Normal type
Normal type is a typological term in sociology coined by the German sociologist Ferdinand Tönnies. It can be considered both as a forerunner of, and a challenge to, the rather better known concept of Max Weber’s: the ideal type.
Tönnies’ distinctions
Tönnies drew a sharp line between the realm of conceptualization and the realm of reality. The first must be treated axiomatically and in a deductive way ; the second, empirically and in an inductive way.
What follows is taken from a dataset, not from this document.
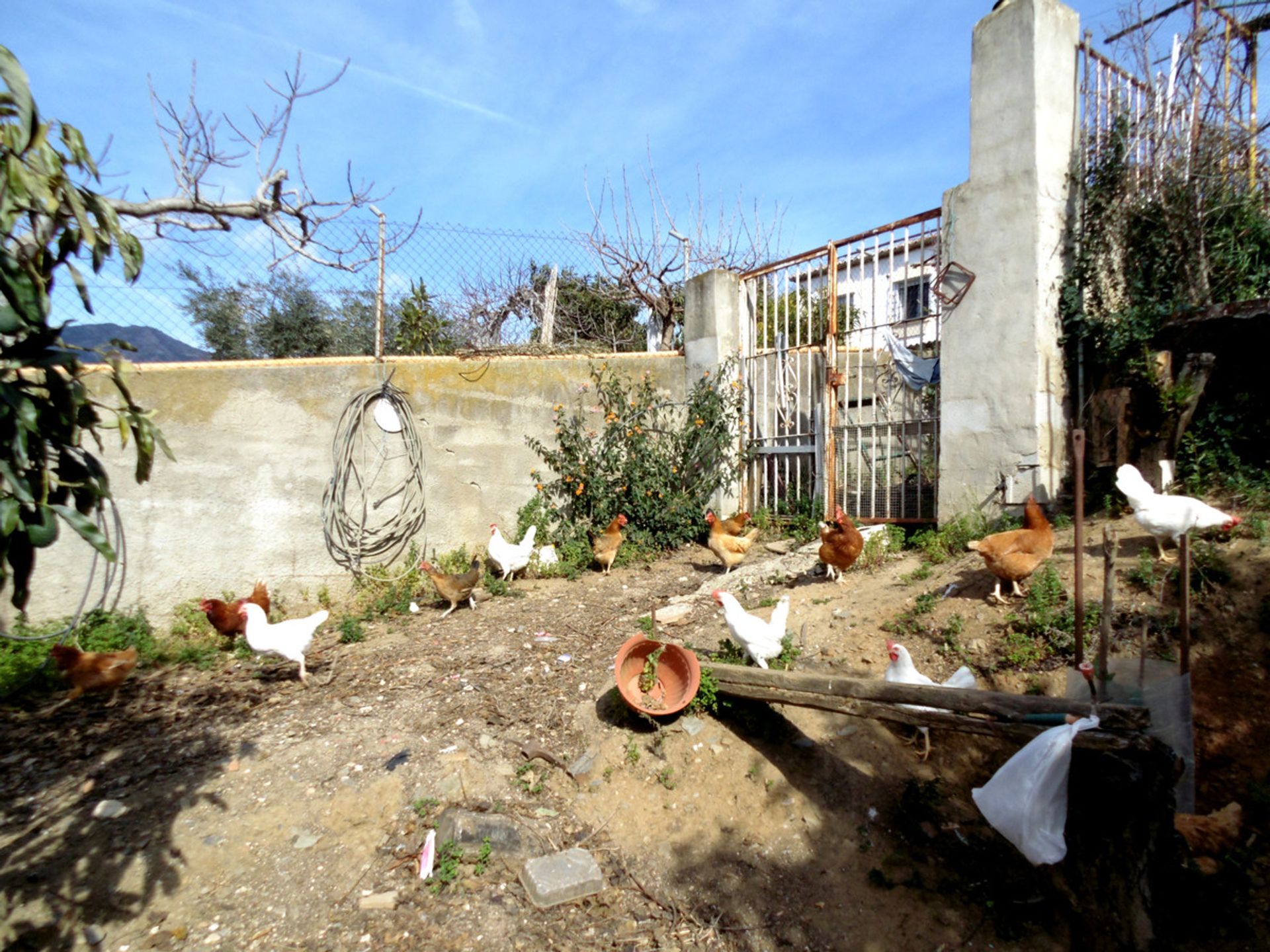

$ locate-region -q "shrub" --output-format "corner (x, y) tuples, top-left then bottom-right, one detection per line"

Following Tönnies, reality cannot be explained without concepts, which belong to the first realm, or else you will fail because you try to define x by something derived from x.Tönnies’ Normaltyp was thus a conceptual tool created on a logical basis, an almost mathematical concept always open to subsequent refinement from a confrontation with the empirical evidence.
The contrast with Weber’s ‘ideal type’ came from the latter’s ‘accentuation’ of certain elements of a real social process, which is under sociological scrutiny - “the one-sided accentuation of one or more points of view... of a great many diffuse, discrete, more or less present and occasionally absent concrete individual phenomena”, as Weber himself put it. From Tönnies’ point of view, an ideal type cannot explain reality, because it is derived from reality by accentuation, but might help to understand reality.
The normal type moved from abstract to concrete; the ideal type from concrete to abstract.